Squared Circle Training
Squared Circle Training is a bit tricky to locate. It's tucked away on a warehouse-filled crescent west of Hwy. 400. There are no signs announcing its presence. Its only tells are the misleadingly small windows coated in wrestling posters and on my approach, I almost have second thoughts. Then a 17-year-old boy in purple stretch-wear, adorned with the word "anarchy," peeks his head around, and I know I've found my mark.
Inside, it's a bit of a man-cave. The women's washroom is on the grimy side where posters of wrestling pin-ups are positioned at eye-level. The changing room is where people shed their regular identities and don fighting gear, usually without closing the door. There are no showers. The main attractions are two rings harshly lit in fluorescence where amateurs and pros alike give as good as they get. The ring is a great equalizer, with everyone good-naturedly taking a turn.
Owner and head trainer Rob Fuego wrestled in the circuit for many years, even going pro, and now teaches both wrestling and massage therapy. Ashley Sixx, who runs the Fight! series, is a former student. The classes meet Tuesday, Wednesday and Saturday nights and typically run between 7:30 and 10 p.m. (although it's advised you arrive by 7 p.m) The cost: a not-cheap price-tag between $200 and $250. Fuego doesn't typically allow drop-ins, but will occasionally allow someone to try a class for free if the inclination and talent is there. Make sure to wear something comfortable, Fuego says, and "if you want to wear Lululemons, that's fine, but I don't recommend them." They fall off, apparently.

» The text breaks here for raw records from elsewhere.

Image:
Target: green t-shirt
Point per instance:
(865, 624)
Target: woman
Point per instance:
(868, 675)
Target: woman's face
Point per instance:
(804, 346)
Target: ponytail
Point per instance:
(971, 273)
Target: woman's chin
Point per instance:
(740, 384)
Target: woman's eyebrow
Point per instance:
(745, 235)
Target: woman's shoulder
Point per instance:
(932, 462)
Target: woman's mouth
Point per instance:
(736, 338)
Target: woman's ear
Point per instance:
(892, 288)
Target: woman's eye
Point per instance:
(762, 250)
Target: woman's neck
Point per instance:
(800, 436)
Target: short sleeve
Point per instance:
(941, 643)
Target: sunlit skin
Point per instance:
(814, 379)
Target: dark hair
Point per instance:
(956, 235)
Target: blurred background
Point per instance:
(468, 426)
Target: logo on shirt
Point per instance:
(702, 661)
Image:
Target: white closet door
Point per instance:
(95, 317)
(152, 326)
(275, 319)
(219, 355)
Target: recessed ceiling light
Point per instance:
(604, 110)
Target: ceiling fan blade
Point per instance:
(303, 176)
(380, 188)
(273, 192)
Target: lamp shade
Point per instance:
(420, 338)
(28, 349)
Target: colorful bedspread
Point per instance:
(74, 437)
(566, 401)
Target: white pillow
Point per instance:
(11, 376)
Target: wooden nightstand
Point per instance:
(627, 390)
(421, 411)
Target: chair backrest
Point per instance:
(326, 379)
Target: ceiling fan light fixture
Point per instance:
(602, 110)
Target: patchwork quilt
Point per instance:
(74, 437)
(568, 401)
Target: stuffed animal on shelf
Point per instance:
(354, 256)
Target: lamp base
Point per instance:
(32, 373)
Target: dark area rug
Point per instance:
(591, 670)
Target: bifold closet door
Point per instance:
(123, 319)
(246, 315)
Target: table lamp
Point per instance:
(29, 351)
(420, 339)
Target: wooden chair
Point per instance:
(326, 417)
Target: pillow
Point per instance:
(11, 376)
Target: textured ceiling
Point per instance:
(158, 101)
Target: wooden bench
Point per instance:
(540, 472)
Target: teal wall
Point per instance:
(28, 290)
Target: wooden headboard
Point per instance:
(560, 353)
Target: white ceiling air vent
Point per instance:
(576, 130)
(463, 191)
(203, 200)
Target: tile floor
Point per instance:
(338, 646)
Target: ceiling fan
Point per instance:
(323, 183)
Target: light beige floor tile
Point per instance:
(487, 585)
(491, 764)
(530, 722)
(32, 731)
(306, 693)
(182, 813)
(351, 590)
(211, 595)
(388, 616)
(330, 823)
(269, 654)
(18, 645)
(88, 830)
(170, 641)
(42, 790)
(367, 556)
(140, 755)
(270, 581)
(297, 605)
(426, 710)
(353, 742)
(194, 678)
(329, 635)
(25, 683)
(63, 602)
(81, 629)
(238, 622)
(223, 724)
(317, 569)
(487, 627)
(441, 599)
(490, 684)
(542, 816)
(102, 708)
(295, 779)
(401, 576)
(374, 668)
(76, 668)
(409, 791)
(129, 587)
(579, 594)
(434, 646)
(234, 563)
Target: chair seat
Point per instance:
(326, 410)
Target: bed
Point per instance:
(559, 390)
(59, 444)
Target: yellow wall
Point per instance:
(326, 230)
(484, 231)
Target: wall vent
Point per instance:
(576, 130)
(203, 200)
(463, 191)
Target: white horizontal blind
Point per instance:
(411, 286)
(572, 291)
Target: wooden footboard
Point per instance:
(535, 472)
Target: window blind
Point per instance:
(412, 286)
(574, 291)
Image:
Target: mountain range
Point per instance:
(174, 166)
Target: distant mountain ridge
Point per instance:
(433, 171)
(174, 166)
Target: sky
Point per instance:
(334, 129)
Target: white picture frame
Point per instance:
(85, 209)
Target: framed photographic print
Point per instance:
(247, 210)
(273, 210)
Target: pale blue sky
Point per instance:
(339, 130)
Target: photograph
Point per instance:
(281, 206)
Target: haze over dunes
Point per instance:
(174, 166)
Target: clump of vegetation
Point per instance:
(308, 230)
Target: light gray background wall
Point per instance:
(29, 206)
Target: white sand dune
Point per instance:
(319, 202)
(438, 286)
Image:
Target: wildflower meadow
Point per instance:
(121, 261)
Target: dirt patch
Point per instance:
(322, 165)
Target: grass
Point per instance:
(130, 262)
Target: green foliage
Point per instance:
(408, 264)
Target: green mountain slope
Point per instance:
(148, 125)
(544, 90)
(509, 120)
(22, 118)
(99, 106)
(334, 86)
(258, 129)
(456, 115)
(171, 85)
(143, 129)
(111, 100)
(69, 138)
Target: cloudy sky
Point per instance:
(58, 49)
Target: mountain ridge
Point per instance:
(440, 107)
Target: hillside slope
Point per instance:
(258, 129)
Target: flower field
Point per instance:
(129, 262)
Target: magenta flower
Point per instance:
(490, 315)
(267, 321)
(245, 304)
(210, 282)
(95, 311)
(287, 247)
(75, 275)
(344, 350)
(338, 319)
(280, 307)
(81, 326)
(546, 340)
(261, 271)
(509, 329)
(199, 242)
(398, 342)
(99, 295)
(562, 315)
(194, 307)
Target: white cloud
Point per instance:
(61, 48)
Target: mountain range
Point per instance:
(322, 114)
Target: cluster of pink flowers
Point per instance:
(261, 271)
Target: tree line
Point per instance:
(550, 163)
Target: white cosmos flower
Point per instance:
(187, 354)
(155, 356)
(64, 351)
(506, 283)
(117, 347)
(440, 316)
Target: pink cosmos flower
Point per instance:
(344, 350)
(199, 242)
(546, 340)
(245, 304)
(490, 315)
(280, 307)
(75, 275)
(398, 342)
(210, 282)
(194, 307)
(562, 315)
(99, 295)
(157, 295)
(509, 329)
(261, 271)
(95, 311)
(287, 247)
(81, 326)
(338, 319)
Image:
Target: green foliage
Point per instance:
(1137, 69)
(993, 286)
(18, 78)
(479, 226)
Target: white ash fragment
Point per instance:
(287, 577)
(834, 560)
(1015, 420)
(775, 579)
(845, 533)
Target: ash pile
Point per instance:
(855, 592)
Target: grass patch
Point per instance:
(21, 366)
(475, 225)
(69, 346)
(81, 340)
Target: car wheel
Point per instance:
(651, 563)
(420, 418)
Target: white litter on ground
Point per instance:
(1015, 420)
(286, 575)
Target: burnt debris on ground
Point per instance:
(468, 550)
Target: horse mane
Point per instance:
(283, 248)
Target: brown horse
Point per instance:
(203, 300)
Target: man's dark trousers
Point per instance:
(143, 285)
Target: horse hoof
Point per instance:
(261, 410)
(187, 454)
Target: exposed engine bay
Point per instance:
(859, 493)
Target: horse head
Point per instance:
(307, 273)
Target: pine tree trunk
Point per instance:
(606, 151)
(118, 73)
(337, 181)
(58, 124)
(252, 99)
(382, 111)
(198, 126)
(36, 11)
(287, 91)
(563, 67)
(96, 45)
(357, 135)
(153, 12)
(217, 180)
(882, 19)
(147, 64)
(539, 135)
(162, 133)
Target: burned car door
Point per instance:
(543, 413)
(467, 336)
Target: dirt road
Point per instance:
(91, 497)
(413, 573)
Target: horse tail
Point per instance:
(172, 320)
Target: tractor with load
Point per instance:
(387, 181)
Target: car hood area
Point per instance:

We're in good company as we chat before the class starts, facing a wall of Fuego's greatest successes--framed and signed photographs from his best-known wrestlers, many of them women. As the students begin to file in (and they couldn't be a more motley group with light-and-heavyweights aplenty), I spot teeny tiny women who enter smilingly and shake my hand but are tumbling and tossing within an hour.
There's a mandatory warm-up consisting of calisthenic exercises and practicing a wide variety of falls, which Fuego tells me is among the most difficult skills to pick up. Not because, as I assumed, it's physically counter-intuitive, but rather due to the body's need to acclimatize to the pounding. As Fuego lists the many ways to jostle your brain around when you hit the mat, I turn a bit green.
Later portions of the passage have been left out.